Rio - Atualmente a formação acadêmica por si só tem se mostrado insuficiente para garantir o ingresso dos alunos recém-formados no mercado de trabalho, pois praticamente todas as empresas exigem uma experiência anterior. No Brasil, são mais de 1 milhão de estudantes estagiários segundo estimativas da Associação Brasileira das Empresas de Estágio (Abres). Cerca de 60% seriam alunos de curso superior enquanto o restante - 40% - seriam do Ensino Médio (com idade a partir dos 16 anos). As ofertas de vagas, de acordo com a Abres, acompanham os índices de ocupação formal.
A maior parte dos estágios oferecidos são para estudantes do curso de Administração de Empresas, Marketing e Publicidade, Engenharia (com qualquer habilitação) e Direito. Aproximadamente 25% dos estagiários são efetivados na empresa depois da graduação.
"O estágio, atualmente, tem dois focos: a do estudante carente do Ensino Médio e a do superior, com alunos que falam inglês fluente e que conseguem uma chance porque as empresas estão em busca de novos talentos", afirmou o presidente da associação Carlos Henrique Mencaci. Por isso, na opinião dele, o estágio no Ensino Médio é um importante fator de inclusão social, principalmente, para os jovens "não profissionalizados".
"Com o estágio o aluno é obrigado a permanecer na escola e vai aprender um ofício. Essa inserção social vai elevar a sua auto-estima porque ele será tratado com respeito e vai afastá-lo do que não é saudável à sua convivência", disse Mencaci.
Mais de 1 milhão no país
Segundo dados do último Censo Escolar do Inep (Instituto Nacional de Estudos e Pesquisas Educacionais Anísio Teixeira), o Brasil tem 8,9 milhões de matriculados no ensino médio e 4,4 milhões no ensino superior. Comparando esses números ao percentual de vagas disponíveis no Brasil (1,1 milhão), podemos observar que somente 4,3% dos estudantes do ensino médio/técnico e 16% dos universitários estagiam.
"As ofertas de estágio são poucas em relação ao grande número de jovens. Mesmo assim, muitos processos seletivos não são fechados por falta de candidatos. As vagas não caem do céu, por isso, este é o momento certo para os estudantes conquistarem um lugar no mercado de trabalho", afirmou o presidente da Abres.

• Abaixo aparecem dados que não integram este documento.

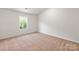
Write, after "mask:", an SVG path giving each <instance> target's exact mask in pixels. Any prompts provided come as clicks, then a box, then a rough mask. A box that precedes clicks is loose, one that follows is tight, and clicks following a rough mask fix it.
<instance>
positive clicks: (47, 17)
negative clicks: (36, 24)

Lei do Estágio tem mais de 30 anos
A Primeira Lei que regulamentou a atividade de estágio nas empresas entrou em vigor em 1977, promulgada pelo então presidente Ernesto Geisel, tendo como Ministro Ney Braga. Logo em seguida veio o decreto de 18 de agosto de 1982, assinado por João Figueiredo, que a regulamentou e deu outras providências. Finalmente, em 23/12/88, a Lei sofreu mais uma alteração, desta vez foi autorizado às empresas a possibilidade de incluírem todo o investimento aplicado em um estagiário na declaração de Imposto de Renda.
A nova Lei do Estágio, aprovada em novembro do ano passado, altera alguns tópicos da Legislação atual. As principais mudanças estão relacionadas à carga horária, que fica limitada a seis horas diárias, e o direito a férias remuneradas de 30 dias a cada ano de estágio. Os estagiários terão direito, ainda, a vale-transporte – estudantes de cursos que exijam estágio obrigatório não terão direito ao benefício – e a seguro contra acidentes.
O limite de dois anos de estágio na mesma empresa e a meia jornada em períodos de provas são outras das mudanças propostas pelo novo texto. O descumprimento das regras deverá render punições tanto para as empresas quanto para as escolas. As multas, que variam de R$ 240 a R$ 2,4 mil, serão aplicadas pelo Ministério do Trabalho e Emprego.